You could simply convert the image to an appropriate colour space (e.g. HSV) perform the manipulations and then convert back to RGB. However, of the three components of the HSV colour space, it is least likely that you'll want to change the hue, which is trickiest component to convert. So can you change the saturation and value without performing the full round-trip conversions?
Remember that for RGB to HSV:
float U = min(R, min(G, B));
float V = max(R, max(G, B));
float C = V - U;
float S = C / (V + Epsilon);
The hue 'H' is given by the difference between two RGB channel values divided by 'V'.
So if we maintain the absolute differences between RGB channel values, we maintain the chroma 'C' (because the 'V' and 'U' values change by the same amount) but not necessarily the HSV saturation 'S' (because the denominator 'V' changes).
This implies we can easily change the chroma (or HSV saturation) by manipulating 'U' without any impact on the value 'V'. However, changing the value 'V' (or lightness) is not so easy without also changing the chroma (or HSV saturation).
Consider another formulation of HSV saturation (without the epsilon term):
float S = C / V;
= (V - U) / V;
= 1 - (U / V);
It is dependent on the ratio of the minimum and maximum RGB channel values. So if we maintain this ratio, we do not affect the HSV saturation.
Anyway, let's start with what appears to be the easier modification first. Suppose we have an RGB triplet and we want to change its HSV saturation to 'S_wanted':
float U = min(R, min(G, B));
float V = max(R, max(G, B));
float Q = S_wanted * V / (V - U + Epsilon);
RGB = (V - RGB) * Q;
Above, 'Q' is equivalent to 'S_wanted / S' and 'Epsilon' is an appropriately tiny number, e.g. 1e-10.

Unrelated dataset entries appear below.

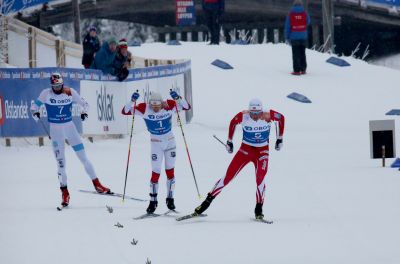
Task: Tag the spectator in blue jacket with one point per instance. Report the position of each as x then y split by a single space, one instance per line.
91 45
296 34
104 58
213 10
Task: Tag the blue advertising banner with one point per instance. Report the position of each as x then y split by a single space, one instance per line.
185 13
19 87
386 2
13 6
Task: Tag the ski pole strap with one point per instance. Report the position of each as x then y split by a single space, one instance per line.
187 150
129 150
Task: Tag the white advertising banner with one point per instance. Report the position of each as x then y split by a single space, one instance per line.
105 100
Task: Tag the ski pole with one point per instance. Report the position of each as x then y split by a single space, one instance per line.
187 149
44 128
129 151
219 140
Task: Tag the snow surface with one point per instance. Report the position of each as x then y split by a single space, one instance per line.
329 201
392 61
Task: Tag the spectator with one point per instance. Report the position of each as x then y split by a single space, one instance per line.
296 34
91 45
122 60
104 59
213 10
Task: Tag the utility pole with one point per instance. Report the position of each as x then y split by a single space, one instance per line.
77 21
328 25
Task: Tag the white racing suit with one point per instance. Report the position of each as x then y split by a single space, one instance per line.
163 146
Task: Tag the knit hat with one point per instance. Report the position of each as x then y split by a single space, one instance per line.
123 43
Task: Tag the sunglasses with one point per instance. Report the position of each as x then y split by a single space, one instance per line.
255 112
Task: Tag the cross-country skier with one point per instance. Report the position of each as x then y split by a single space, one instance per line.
58 102
256 125
157 115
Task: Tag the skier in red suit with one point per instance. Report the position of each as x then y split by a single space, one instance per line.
256 125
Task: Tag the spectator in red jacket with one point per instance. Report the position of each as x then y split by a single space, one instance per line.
296 34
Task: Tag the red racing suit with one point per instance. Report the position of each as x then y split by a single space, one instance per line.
254 148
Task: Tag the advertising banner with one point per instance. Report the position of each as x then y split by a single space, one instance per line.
13 6
185 13
386 2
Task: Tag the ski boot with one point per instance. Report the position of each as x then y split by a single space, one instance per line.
204 205
152 207
64 196
170 203
258 211
100 188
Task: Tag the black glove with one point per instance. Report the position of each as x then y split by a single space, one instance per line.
36 115
278 144
84 116
229 146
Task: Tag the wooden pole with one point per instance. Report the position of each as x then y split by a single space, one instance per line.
77 21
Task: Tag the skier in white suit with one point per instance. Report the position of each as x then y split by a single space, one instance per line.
58 102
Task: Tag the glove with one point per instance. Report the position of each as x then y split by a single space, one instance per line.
278 144
174 95
229 146
84 116
36 116
135 96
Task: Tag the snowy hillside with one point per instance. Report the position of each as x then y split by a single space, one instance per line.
329 201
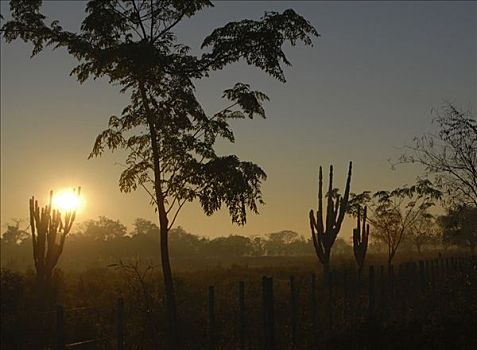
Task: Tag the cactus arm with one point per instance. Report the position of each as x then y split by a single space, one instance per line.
319 213
329 205
315 236
344 200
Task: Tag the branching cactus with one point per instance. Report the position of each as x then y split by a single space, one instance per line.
360 239
324 232
48 235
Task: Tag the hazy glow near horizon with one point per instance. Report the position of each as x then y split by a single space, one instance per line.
67 200
363 91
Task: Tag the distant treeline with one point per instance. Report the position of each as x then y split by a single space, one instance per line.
105 241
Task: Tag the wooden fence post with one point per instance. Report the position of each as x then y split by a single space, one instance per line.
120 324
313 302
268 317
60 328
293 310
211 323
371 294
330 299
422 276
241 315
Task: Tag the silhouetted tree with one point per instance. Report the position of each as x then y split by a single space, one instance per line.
450 156
169 136
393 214
145 227
422 232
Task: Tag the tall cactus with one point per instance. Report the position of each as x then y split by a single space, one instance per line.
324 233
360 240
48 236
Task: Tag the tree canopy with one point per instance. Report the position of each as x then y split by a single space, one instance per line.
450 155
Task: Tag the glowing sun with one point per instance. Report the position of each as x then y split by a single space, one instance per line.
67 200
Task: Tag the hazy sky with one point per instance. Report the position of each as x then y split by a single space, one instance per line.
364 90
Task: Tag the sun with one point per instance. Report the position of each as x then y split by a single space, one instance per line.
66 201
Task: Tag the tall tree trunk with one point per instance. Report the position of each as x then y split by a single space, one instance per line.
163 224
169 289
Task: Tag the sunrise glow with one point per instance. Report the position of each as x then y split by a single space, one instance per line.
66 201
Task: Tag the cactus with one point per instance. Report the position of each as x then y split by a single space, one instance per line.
324 233
360 239
48 236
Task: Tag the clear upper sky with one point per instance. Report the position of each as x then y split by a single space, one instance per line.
364 90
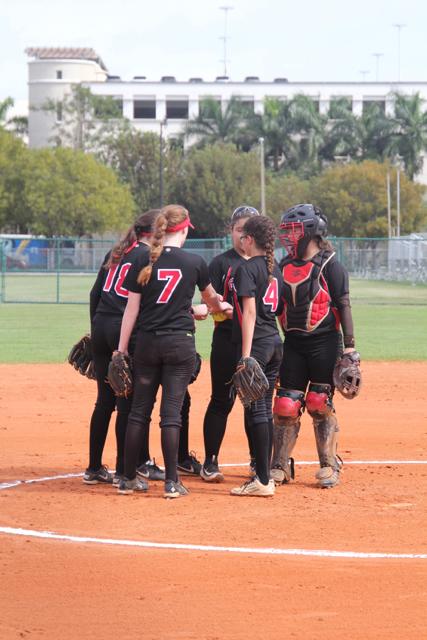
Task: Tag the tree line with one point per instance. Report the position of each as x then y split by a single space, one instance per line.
101 171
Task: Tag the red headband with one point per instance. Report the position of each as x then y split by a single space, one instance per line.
182 225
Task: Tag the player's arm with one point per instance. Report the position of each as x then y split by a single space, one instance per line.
339 289
129 319
96 291
248 325
213 300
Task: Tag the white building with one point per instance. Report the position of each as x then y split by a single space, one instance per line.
148 103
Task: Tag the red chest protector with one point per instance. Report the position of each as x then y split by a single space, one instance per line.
307 298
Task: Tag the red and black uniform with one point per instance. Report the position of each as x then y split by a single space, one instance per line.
165 348
316 303
222 270
252 281
108 299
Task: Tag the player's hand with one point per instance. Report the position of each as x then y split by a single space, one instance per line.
200 311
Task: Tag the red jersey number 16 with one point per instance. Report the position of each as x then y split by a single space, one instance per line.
271 296
172 277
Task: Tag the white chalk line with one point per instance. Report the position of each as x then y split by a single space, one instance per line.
318 553
16 483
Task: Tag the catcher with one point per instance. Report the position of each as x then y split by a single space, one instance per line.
257 295
317 302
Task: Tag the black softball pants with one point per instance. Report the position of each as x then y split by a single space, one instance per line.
105 334
309 359
223 364
165 359
268 353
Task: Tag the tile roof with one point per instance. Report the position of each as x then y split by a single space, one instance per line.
65 53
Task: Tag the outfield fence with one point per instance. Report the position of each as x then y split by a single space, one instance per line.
62 270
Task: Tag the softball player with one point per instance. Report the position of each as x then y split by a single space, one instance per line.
317 302
257 295
222 270
161 287
108 299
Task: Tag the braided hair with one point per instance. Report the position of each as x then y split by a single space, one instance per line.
169 217
263 231
142 226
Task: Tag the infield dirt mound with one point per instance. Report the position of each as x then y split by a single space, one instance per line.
53 589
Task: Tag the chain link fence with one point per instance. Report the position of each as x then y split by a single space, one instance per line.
62 270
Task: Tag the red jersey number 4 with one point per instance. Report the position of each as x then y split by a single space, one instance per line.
172 277
271 296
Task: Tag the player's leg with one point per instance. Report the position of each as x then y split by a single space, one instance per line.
104 406
178 356
319 403
222 366
264 352
187 460
288 407
147 377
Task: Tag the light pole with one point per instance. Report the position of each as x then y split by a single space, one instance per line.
377 56
399 26
262 174
225 37
161 186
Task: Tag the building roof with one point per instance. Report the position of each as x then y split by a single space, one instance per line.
65 53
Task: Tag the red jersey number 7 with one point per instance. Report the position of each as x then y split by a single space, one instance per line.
271 296
172 277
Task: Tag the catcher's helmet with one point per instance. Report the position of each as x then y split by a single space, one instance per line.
244 211
299 225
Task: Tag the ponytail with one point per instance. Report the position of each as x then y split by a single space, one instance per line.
142 226
263 231
157 242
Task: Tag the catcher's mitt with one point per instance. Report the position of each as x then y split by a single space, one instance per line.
197 367
347 376
120 375
80 357
249 381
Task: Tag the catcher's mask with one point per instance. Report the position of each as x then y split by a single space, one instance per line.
244 211
299 225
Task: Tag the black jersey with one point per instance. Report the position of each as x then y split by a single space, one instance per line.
167 297
313 291
222 270
251 280
109 295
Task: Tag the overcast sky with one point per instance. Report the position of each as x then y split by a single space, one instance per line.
301 40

Now the trickier modification. Suppose we have an RGB triplet and we want to change its HSV value to 'V_wanted' without changing its HSV saturation (or hue). We can multiply all channel values by
'V_wanted / V' and then apply the saturation modification algorithm above to restore the original saturation. But wait! The channel multiplication does not change the ratio of the minimum and maximum RGB channel values, so it therefore does not change the saturation after all. Only a simple multiplicative scaling is required:
float V = max(R, max(G, B));
RGB *= V_wanted / (V + Epsilon);
Please remember that we're talking about simplifying modifications in the HSV colour space here. HSL is another matter entirely.